Pancreatic Cancer Patients Fly Thousands of Miles to Be Treated in Milwaukee

Take a look into this local, world-class cancer program.

This story is part of our Top Docs feature from the May Issue of Milwaukee Magazine. To read our full guide to finding a physician, order your copy today

Yuval Makovsky, a 45-year-old from Israel, was used to jetting around the world for his job in business. What he never expected was that he’d fly halfway across the world to Milwaukee to be treated for cancer. 

After a pancreatic cancer diagnosis in April 2021, Makovsky began exploring international treatment options. “It was clear this would be a complicated surgery, and a lot of the success would be dependent on the surgeon and the hospital,” he says. An Israeli medical consultant told him about Froedtert’s world-renowned pancreatic cancer program, and Makovsky flew to Milwaukee for the first time in July.

Pancreatic cancer is, indeed, one of the most challenging cancers to treat. Susan Tsai, director of Froedtert’s LaBahn Pancreatic Cancer Program, says it’s rarer and harder to screen than other types. By the time someone learns they’ve got the disease, it’s often more advanced.

Dr. Susan Tsai; Photo courtesy of Froedtert Health

That’s especially harrowing given the high rates of pancreatic cancer here in Wisconsin. Genetic factors play a strong role in developing the disease, as do lifestyle choices like smoking. There’s no empirical evidence yet, but Tsai says it’s possible environmental exposure – say, hours logged in a mill – could impact Wisconsin’s rates, too. (The Fox Valley, home to paper mills, is a hot spot.) 

Froedtert has always treated the toughest cancers, but the hospital’s 2009 recruitment of Dr. Douglas Evans, an internationally renowned pancreatic surgeon and surgical oncologist, changed everything. Historically, doctors had treated pancreatic cancer with surgery followed by systemic treatments like chemo and radiation. In clinical trials, Evans pioneered the use of chemotherapy before a patient’s surgery, nearly doubling the 24-month average post-surgery survival rate.

Today, MCW researchers continue searching for ways to extend that. “We’re happy with the near doubling of survival, but when you talk to a person who has the disease, four years isn’t acceptable,” says Tsai. That tenacity, coupled with a world-class care team, draws patients from around the world.

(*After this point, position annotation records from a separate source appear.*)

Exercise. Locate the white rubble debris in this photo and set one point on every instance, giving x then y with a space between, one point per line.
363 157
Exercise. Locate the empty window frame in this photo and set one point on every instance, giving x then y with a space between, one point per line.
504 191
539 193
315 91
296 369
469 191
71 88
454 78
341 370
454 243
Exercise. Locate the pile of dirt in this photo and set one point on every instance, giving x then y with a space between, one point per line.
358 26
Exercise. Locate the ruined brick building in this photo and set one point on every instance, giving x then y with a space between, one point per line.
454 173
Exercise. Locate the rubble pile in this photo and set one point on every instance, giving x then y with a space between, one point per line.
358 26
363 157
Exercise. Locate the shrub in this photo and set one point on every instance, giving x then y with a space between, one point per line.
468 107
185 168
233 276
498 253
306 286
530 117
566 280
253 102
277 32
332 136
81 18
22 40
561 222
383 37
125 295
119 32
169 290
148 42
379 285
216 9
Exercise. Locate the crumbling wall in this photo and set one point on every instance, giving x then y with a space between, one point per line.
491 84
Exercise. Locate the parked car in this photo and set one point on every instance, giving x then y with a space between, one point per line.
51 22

Makovsky completed chemo last summer, then returned to Froedtert for surgery in September 2021. Today, cancer-free, he’s evidence that ingenuity pays off. “People tend to think of pancreatic cancer as a death sentence,” says Tsai. “We’re trying to flip the script on that and give patients more hope.”

More Top-Flight Local Programs

FROEDTERT’S Hand and Upper Extremity program, a joint effort between highly specialized orthopedic and plastic surgeons, treats the most severe, complex injuries that come through the emergency department – eastern Wisconsin’s only adult Level 1 Trauma Center.

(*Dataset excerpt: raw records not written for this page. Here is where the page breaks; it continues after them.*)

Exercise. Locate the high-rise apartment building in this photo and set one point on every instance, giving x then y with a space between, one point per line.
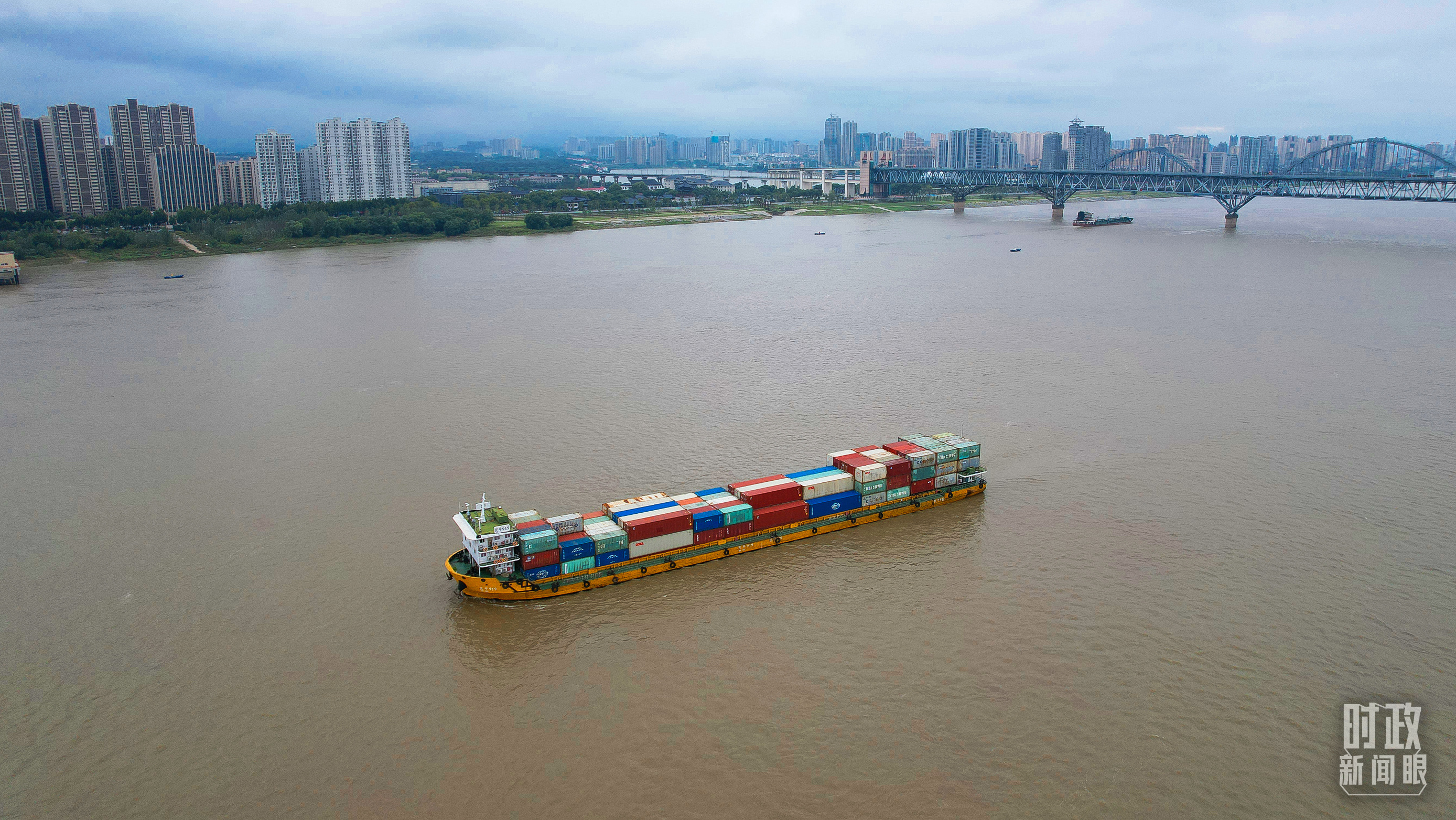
137 133
1088 146
277 169
182 177
72 155
310 175
831 147
364 159
1053 155
238 182
16 188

ASCENSION COLUMBIA ST. MARY’S Regional Burn Center, the first of its kind in the state and fourth in the nation, was established in 1959 with financial assistance from the Wisconsin Electric Co. after a power plant accident. Using cutting-edge dressing and graft treatment, the center treats patients with minor and life-threatening burns (including frostbite).

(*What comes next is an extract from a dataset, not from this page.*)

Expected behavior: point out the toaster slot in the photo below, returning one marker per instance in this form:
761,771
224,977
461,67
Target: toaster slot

ADVOCATE AURORA HEALTH’S world-class cardiovascular care program ranks among the top 10% of centers for minimally invasive, robotic-assisted heart surgery. St. Luke’s Medical Center offers 24/7 emergency cardiac surgery and has performed over 1,000 heart transplants.

Along with caring for the sickest kids in the region, CHILDREN’S WISCONSIN is also a leader in supporting youngsters’ mental health. Pediatric psychotherapists work in every primary care clinic, and in March 2022, CW launched a walk-in clinic for kids in crisis.


This story is part of Milwaukee Magazine‘s May issue.